Hey, is there a good way to share memory among different workers?

zhan0903 commented 5 years ago

System information

OS Platform and Distribution (e.g., Linux Ubuntu 16.04):
Ray installed from (source or binary):
Ray version:
Python version:
Exact command to reproduce:

Describe the problem

Hello, I want to create some workers to generate experiences for reinforcement learning problems and add all these experiences into a share replay buff, is there a good way to implement it? I know ray example of Ape-X provide a similar solution, but that example is based on tensorflow which my code is based on pytorch, and I can not find out how the Ape-X example implement the replay memory. Thanks.

Source code / logs

ericl commented 5 years ago

Hi, the steps for pytorch would be:

implement a pytorch class that extends PolicyGraph: https://github.com/ray-project/ray/blob/master/python/ray/rllib/evaluation/policy_graph.py You just need to implement compute_actions() and compute_apply(batch).
Create an AsyncReplayOptimizer (same as used for apex): https://github.com/ray-project/ray/blob/master/python/ray/rllib/optimizers/async_replay_optimizer.py Use this make function: https://github.com/ray-project/ray/blob/master/python/ray/rllib/optimizers/policy_optimizer.py#L157

-or-

You can use the replay buffer class directly https://github.com/ray-project/ray/blob/master/python/ray/rllib/optimizers/replay_buffer.py (you'll have to parallelize this manually with Ray APIs).
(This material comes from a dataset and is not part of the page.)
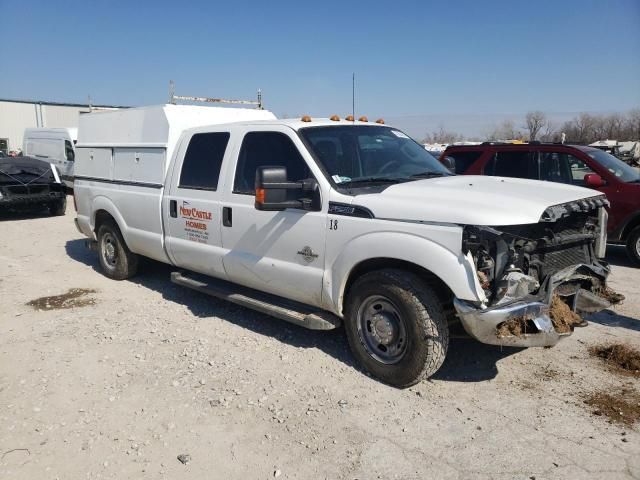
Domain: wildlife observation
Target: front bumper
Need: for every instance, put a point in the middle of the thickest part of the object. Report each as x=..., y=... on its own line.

zhan0903 commented 5 years ago

Hi, the steps for pytorch would be:

implement a pytorch class that extends PolicyGraph: https://github.com/ray-project/ray/blob/master/python/ray/rllib/evaluation/policy_graph.py You just need to implement compute_actions() and compute_apply(batch).
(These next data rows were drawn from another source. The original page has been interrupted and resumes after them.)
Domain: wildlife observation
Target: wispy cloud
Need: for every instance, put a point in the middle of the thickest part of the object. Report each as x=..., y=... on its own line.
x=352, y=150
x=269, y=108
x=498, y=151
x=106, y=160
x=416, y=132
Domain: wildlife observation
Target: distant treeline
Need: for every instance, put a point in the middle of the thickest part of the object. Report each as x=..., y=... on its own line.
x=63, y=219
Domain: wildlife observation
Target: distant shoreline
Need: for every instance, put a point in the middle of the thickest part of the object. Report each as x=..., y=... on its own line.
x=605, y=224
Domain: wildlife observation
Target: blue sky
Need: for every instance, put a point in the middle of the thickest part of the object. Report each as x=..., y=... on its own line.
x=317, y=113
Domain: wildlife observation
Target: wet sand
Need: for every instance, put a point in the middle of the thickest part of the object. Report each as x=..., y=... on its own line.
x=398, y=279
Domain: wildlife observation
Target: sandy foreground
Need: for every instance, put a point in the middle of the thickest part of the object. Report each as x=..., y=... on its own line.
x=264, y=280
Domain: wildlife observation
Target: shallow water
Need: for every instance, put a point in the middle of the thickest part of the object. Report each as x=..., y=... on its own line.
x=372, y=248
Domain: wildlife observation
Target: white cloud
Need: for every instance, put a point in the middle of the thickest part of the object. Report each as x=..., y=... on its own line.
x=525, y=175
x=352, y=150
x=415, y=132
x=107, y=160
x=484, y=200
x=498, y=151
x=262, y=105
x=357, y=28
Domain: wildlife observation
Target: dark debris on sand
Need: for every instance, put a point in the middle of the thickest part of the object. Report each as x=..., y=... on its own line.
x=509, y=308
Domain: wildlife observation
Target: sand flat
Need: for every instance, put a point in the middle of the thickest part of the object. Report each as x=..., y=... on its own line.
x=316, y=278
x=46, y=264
Create an AsyncReplayOptimizer (same as used for apex): https://github.com/ray-project/ray/blob/master/python/ray/rllib/optimizers/async_replay_optimizer.py Use this make function: https://github.com/ray-project/ray/blob/master/python/ray/rllib/optimizers/policy_optimizer.py#L157

-or-

You can use the replay buffer class directly https://github.com/ray-project/ray/blob/master/python/ray/rllib/optimizers/replay_buffer.py (you'll have to parallelize this manually with Ray APIs).

Thanks. I try to use Ray APIs to parallelize the simulation process, and I found an issue: when I create some actors to run the simulation to generate experiences, the policy network forward(net.forward) uses GPUs, and the simulation(env.step) use the CPUs. However, the workers only use GPUs(I set the worker @ray.remote(num_gpus=2)) for simulation, there is no parallel CPU processes happen. Is there a way to use multiple CPUs and GPUs both at the same time for simulation? Thanks.

ericl commented 5 years ago

I think you need to configure that in PyTorch. Ray doesn't control how many CPUs a worker uses, the num_cpus=N is just a hint to the scheduler to avoid over-parallelizing.

On Thu, Jan 24, 2019 at 3:39 PM zhan0903 notifications@github.com wrote:

Hi, the steps for pytorch would be:

implement a pytorch class that extends PolicyGraph: https://github.com/ray-project/ray/blob/master/python/ray/rllib/evaluation/policy_graph.py You just need to implement compute_actions() and compute_apply(batch).

Create an AsyncReplayOptimizer (same as used for apex): https://github.com/ray-project/ray/blob/master/python/ray/rllib/optimizers/async_replay_optimizer.py Use this make function:

https://github.com/ray-project/ray/blob/master/python/ray/rllib/optimizers/policy_optimizer.py#L157

-or-

You can use the replay buffer class directly https://github.com/ray-project/ray/blob/master/python/ray/rllib/optimizers/replay_buffer.py (you'll have to parallelize this manually with Ray APIs).

Thanks. I try to use Ray APIs to parallelize the simulation process, and I found an issue: when I create some actors to run the simulation to generate experiences, the policy network forward(net.forward) uses GPUs, and the simulation(env.step) use the CPUs. However, the workers only use GPUs(I set the worker @ray.remote(num_gpus=2)) for simulation, there is no parallel CPU processes happen. Is there a way to use multiple CPUs and GPUs both at the same time for simulation? Thanks.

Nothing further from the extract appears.